Mpls. Investment Adviser Agrees To Settle SEC Charges

Mpls. Investment Adviser Agrees To Settle SEC Charges

Knelman Asset Management Group agreed to pay penalties to settle allegations that it violated a rule meant to ensure the safekeeping of customer funds.

A Minneapolis company has agreed to settle allegations that it violated the so-called “custody rule” and other federal securities laws, the U.S. Securities and Exchange Commission (SEC) recently announced.

Most investment advisers don’t hold client assets; rather, third-party custodians such as a bank or broker-dealer hold such assets, the SEC said. In an attempt to better protect investors, the agency in 2010 amended a rule that now requires advisers that have access to client assets to undergo an annual “surprise exam.” The exam is essentially meant to verify the existence of client assets.

The SEC said an investigation found that Minneapolis-based Knelman Asset Management Group “failed to maintain client assets with a qualified custodian or engage an independent public accountant to conduct surprise exams.” An investigation found similar violations at New York-based Further Lane Asset Management and Massachusetts-based GW & Wade, the agency said.

Each of the three firms—which the SEC also accused of committing other federal securities laws—agreed to settle the agency’s charges, the SEC said.

A Tuesday morning phone call to the attorney representing Knelman Asset Management Group was not immediately returned.

In the SEC’s order against Knelman, the agency alleges that Irving Knelman, the firm’s CEO and chief compliance officer, had custody of the assets of private equity funds. Those funds, however, weren’t subject to annual “surprise exams,” and investors weren’t given a required quarterly account statement from a qualified custodian.

Other alleged securities laws violations included “improper discretionary cash distributions” to investors, “failure to adopt and implement controls designed to safeguard client assets, and failure to conduct annual compliance reviews,” according to the SEC.

The Minneapolis firm agreed to pay a $60,000 penalty and consented to a cease-and-desist order, the SEC said.
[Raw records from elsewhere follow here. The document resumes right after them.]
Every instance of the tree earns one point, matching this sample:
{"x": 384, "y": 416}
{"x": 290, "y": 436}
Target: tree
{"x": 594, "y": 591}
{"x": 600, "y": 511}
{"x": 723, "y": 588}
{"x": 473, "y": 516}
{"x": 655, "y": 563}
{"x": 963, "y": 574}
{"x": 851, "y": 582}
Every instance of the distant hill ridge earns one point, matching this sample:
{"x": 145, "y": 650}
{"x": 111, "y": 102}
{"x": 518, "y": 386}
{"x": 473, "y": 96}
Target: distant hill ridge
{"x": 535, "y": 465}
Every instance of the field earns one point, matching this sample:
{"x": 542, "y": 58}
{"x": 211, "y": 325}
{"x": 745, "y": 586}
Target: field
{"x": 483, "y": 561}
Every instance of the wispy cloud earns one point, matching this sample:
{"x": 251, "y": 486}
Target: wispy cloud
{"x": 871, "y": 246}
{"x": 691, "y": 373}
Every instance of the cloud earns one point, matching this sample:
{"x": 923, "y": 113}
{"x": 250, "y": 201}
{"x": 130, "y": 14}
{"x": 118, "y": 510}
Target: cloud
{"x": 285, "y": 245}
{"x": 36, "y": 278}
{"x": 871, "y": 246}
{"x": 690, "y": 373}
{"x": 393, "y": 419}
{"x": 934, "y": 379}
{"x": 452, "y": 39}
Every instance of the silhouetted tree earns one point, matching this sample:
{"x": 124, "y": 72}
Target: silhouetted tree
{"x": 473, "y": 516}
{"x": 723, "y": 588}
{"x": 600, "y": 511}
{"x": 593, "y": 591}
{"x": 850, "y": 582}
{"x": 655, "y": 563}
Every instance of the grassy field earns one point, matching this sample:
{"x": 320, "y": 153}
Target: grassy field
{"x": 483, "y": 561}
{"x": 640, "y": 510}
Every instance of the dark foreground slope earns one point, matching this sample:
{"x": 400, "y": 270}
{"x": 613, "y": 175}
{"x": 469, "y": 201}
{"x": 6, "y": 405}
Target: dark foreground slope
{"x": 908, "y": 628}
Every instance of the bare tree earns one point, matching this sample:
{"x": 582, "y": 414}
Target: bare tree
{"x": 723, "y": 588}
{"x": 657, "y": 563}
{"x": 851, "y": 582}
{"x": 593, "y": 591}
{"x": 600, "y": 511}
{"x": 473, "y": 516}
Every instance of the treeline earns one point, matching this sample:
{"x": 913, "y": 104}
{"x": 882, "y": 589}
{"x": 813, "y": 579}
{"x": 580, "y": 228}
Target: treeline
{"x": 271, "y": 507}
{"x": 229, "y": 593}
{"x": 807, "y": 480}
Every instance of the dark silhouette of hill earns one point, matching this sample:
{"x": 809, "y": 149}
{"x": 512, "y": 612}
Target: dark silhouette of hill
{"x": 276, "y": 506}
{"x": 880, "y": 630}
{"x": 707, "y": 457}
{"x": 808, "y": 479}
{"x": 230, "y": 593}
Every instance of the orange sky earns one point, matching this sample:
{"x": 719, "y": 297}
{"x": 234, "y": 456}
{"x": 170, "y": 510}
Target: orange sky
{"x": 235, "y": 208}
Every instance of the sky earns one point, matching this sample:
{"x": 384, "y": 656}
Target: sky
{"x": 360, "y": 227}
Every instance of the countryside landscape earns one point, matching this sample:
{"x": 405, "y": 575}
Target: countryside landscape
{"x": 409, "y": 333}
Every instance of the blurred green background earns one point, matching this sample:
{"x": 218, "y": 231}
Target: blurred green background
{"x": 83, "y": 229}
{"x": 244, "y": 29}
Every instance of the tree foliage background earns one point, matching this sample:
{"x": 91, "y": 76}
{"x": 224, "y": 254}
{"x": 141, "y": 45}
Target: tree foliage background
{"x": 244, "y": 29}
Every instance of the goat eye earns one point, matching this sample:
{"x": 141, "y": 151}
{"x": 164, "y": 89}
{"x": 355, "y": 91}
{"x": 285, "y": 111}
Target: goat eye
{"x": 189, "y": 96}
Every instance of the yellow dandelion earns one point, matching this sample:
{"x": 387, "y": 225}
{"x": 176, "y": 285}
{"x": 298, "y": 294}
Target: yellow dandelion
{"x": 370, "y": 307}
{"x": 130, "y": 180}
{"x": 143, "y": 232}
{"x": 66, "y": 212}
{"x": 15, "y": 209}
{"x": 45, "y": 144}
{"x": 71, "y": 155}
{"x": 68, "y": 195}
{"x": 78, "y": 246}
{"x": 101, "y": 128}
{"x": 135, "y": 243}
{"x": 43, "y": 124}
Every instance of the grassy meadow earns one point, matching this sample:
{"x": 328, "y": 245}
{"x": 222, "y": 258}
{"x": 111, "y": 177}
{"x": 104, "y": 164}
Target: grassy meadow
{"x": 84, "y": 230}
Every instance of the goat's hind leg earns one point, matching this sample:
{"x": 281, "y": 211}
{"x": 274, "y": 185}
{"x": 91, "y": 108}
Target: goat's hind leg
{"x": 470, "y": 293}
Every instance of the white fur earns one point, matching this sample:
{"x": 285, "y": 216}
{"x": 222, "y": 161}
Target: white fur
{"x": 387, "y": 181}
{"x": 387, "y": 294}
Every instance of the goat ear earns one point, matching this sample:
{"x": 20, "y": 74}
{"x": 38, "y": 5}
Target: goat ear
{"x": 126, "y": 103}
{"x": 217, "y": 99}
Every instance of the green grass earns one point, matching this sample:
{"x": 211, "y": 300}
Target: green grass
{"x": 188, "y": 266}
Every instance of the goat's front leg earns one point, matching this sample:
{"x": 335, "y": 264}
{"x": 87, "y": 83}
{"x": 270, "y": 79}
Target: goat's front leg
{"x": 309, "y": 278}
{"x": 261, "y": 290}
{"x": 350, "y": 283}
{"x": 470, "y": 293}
Knelman, meanwhile, agreed to pay a $75,000 penalty and be barred from acting as a chief compliance officer for at least three years.

“The heart of the relationship between advisers and their customers is the safety of client assets,” Andrew Ceresney, co-director of the SEC’s enforcement division, said in a statement. “Surprise exams or procedures associated with audited financial statements provide additional safeguards against assets being stolen or misused.”